High heat killed 15,000 elderly french in a virtual eyeblink, a hot month. Their families had no idea that grandmere was so fragile, but she was. Air conditioning has created populations of people that should have already died had it not been present. Katrina took out the AC in that hospital. People were going to die from that very fact alone, even absent all the government incompetence that led to poor evacuation. The doctor/nurse team that was under investigation for these deaths had a duty to minimize pain. The drugs used are imprecise and often lead to death unexpectedly when the difference between pain and respiratory arrest and death is slight.
I don't know what happened specifically and cannot tell for certain but the case is far from an open and shut instance of euthanasia and needs to be approached carefully. Prosecutorial discretion is there for a reason. Its use is not always a crime or coverup for a crime.
Please, TM, read the CNN story. You'll notice that nine patients died in a three-hour period; it is not plausible that accidental mild overdoses or heat stress could have caused such a cluster of deaths.
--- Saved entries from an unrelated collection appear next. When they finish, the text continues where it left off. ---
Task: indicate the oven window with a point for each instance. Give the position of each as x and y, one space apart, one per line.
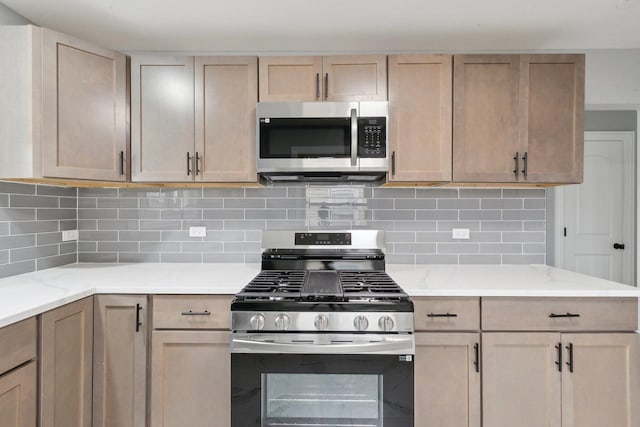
327 400
305 138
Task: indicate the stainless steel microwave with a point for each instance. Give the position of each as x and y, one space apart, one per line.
328 141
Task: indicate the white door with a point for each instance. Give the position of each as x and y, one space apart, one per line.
598 214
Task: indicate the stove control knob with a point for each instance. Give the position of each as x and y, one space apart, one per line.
321 322
386 323
361 323
282 322
257 322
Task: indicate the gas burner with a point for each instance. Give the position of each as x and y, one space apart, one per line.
272 284
375 284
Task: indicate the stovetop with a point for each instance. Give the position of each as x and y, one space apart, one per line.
322 290
322 285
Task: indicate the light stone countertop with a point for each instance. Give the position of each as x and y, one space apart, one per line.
34 293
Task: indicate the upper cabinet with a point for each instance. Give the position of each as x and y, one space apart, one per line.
63 109
518 118
193 119
328 78
84 110
226 96
162 118
552 117
420 118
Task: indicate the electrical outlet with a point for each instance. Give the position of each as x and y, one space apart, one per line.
460 233
68 235
197 231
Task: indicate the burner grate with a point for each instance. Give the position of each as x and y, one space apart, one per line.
369 284
275 283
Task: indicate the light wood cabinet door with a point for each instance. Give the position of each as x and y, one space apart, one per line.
18 391
355 78
120 361
604 387
226 91
84 109
552 117
66 355
521 383
162 119
420 91
290 78
447 380
485 118
190 379
329 78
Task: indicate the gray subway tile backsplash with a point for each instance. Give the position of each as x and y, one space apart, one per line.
151 224
32 218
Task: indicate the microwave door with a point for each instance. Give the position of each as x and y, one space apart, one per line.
300 138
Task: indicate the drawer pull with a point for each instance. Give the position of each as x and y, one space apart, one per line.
138 322
476 356
570 352
559 361
555 316
196 313
442 315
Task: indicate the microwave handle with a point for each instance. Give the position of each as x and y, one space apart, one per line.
354 137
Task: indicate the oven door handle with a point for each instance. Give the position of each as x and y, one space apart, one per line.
401 344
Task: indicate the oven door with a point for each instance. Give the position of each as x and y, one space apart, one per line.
287 384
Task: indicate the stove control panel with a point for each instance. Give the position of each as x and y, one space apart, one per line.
319 239
326 321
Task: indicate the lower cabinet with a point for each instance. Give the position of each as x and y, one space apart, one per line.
66 355
190 379
18 374
18 397
553 379
120 361
190 361
447 380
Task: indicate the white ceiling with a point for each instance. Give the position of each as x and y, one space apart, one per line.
219 26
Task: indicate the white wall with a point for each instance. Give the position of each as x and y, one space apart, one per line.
9 17
613 78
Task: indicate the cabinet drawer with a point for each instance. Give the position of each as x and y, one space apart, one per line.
18 344
559 314
192 311
446 313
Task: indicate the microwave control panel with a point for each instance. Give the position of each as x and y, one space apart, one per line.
372 137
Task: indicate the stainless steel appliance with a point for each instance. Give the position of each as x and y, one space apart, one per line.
331 141
322 336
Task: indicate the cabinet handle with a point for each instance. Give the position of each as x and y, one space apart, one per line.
196 313
393 163
570 353
138 323
476 355
559 361
326 86
442 315
354 137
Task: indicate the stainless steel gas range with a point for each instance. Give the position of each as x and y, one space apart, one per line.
322 336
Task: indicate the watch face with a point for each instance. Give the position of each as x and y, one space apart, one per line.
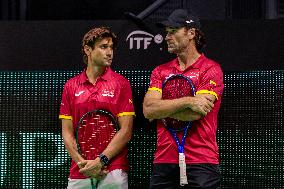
104 159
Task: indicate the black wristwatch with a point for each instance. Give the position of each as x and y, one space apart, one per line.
104 159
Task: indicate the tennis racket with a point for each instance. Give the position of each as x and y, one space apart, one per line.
94 132
177 86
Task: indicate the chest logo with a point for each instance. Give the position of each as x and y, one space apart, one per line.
79 93
107 92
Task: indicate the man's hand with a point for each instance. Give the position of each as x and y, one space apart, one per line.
202 104
93 169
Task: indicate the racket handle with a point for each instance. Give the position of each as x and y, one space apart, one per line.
182 169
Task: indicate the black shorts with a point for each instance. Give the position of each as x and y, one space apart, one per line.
166 176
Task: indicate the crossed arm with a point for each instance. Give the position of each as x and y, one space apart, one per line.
94 168
185 108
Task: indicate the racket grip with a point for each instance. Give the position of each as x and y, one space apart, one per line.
182 169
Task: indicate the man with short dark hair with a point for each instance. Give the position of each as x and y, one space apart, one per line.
186 40
87 91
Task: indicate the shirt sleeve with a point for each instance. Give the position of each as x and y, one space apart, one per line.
65 107
125 106
212 82
155 81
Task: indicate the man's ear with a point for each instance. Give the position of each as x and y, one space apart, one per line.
191 33
87 49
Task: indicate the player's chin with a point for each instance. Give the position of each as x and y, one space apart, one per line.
171 50
108 63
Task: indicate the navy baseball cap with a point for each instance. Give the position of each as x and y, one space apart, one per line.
180 18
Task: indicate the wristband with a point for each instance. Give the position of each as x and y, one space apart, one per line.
104 159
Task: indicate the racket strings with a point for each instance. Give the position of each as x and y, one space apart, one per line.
174 88
95 134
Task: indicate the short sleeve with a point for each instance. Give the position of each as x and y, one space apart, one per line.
125 106
65 106
211 82
156 81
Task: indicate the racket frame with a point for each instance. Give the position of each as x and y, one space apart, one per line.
99 111
173 131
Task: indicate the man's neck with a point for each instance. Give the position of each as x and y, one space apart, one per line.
187 58
93 72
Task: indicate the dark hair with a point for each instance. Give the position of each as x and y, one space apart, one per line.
95 35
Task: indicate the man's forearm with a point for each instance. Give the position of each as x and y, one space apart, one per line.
159 109
186 115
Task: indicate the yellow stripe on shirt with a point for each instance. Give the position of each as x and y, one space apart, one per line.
65 117
125 113
155 89
207 92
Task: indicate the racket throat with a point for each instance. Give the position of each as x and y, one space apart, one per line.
182 169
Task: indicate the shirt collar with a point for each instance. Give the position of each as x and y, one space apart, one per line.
105 76
196 64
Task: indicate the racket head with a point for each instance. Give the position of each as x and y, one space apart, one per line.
177 86
94 132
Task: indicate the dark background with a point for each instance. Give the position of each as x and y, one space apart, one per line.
40 49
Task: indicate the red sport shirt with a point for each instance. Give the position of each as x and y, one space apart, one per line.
200 144
111 92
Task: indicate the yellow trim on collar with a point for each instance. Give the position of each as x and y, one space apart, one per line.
213 83
207 92
125 113
155 89
65 117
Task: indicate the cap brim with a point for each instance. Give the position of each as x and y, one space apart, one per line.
167 23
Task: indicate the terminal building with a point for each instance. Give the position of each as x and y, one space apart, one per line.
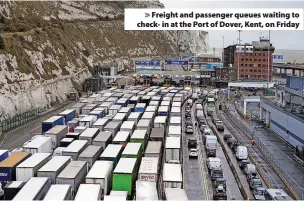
285 113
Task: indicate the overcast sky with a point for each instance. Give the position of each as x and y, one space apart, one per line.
280 39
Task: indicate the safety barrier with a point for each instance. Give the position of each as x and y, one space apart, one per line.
234 172
264 150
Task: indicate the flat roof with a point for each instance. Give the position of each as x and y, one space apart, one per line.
149 165
37 142
54 164
27 192
127 125
89 132
160 119
173 143
100 170
75 146
132 148
172 172
111 150
121 136
90 151
139 134
34 160
72 169
52 119
125 166
13 159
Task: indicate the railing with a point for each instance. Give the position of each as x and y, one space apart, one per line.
18 120
296 190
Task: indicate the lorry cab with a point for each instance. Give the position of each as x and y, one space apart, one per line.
216 172
241 153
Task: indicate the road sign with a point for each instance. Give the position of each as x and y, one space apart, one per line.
176 62
147 63
277 56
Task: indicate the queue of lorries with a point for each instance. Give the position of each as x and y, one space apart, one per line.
118 144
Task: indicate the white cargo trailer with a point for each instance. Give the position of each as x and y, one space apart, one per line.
103 139
176 104
114 109
59 192
120 117
149 116
79 129
88 192
35 189
89 134
176 112
29 168
114 198
128 126
52 168
146 191
106 106
101 173
57 133
173 149
122 137
78 107
119 193
74 174
75 148
154 149
151 108
88 121
90 154
172 176
173 194
126 110
75 135
175 131
135 116
148 170
160 122
100 123
144 124
40 144
175 121
113 127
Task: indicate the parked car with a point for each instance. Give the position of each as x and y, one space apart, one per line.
259 193
230 141
193 153
226 137
189 131
243 163
188 122
255 183
192 142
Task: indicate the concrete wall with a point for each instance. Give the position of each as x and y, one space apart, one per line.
288 126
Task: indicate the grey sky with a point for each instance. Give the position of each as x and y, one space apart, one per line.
280 39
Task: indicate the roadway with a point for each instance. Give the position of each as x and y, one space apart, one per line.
193 179
233 191
277 148
16 138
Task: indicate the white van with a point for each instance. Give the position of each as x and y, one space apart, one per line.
241 153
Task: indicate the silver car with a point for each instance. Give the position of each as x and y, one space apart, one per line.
259 193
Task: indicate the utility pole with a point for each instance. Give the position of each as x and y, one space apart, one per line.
239 55
268 69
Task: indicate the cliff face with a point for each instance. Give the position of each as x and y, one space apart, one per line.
48 48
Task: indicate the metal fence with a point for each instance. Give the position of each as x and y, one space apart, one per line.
296 190
19 120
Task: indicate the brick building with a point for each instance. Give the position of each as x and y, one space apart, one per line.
250 61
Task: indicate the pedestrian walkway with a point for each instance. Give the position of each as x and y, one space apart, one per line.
280 152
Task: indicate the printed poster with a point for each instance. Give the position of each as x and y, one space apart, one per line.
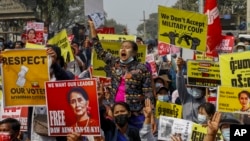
116 37
76 110
203 73
19 113
35 32
233 100
169 126
168 109
28 70
61 40
113 48
235 66
182 28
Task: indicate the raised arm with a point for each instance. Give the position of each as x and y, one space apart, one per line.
102 54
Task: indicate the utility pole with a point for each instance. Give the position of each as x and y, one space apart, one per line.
144 25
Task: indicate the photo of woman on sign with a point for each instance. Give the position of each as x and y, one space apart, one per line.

I did read the CNN story. I also have discussed this case extensively with my wife who is a practicing MD. What you do not seem to be taking into account is that our healthcare facilities all have a portion of their populations that are "dead men walking", that is to say without modern technology, periodically, even constantly applied, they die.
My understanding is that these were the sickest patients left, they were on the edge of life and modernity in New Orleans was gone and wasn't going to come back in time for them.
There are two questions here. Whether or not the administration of pain relief was of a nature that conformed with Catholic doctrine and whether the administration of these drugs was in conformance with the law. The first standard is much stricter. You are arguing that they must have violated the 2nd and that the prosecution was designed to fail and thus constitutes a coverup.
I would say that it certainly was possible once you triaged out all the relatively healthy, transportable patients that you're going to have a bunch of really sick people hanging on by a thread in a ward that's got no possibility of ordinary, modern care and most of your support infrastructure is gone, bailed out which precludes even decent primitive care. In that tragic, extreme scenario that the medical staff hadn't ever faced before in their medical careers, is it possible to make a systemic dosing mistake that shows up after you've already administered to all the patients on the floor? Are you so confident in your medical knowledge to preclude this? I'm not. I don't like to subscribe to "magical thinking" that of course the doctor knew what he was doing. Without a library at hand, time to research, and novel conditions, care becomes a shot in the dark.
Do you know how fast massive morphine overdose patients stop breathing? It happens in minutes, even seconds. 9 patients over 3 hours does not sound like naked intent to me for euthanasia. The deaths are actually spaced out too far for "massive" overdoses. Immediate respiratory arrest is the more likely result of a massive overdose.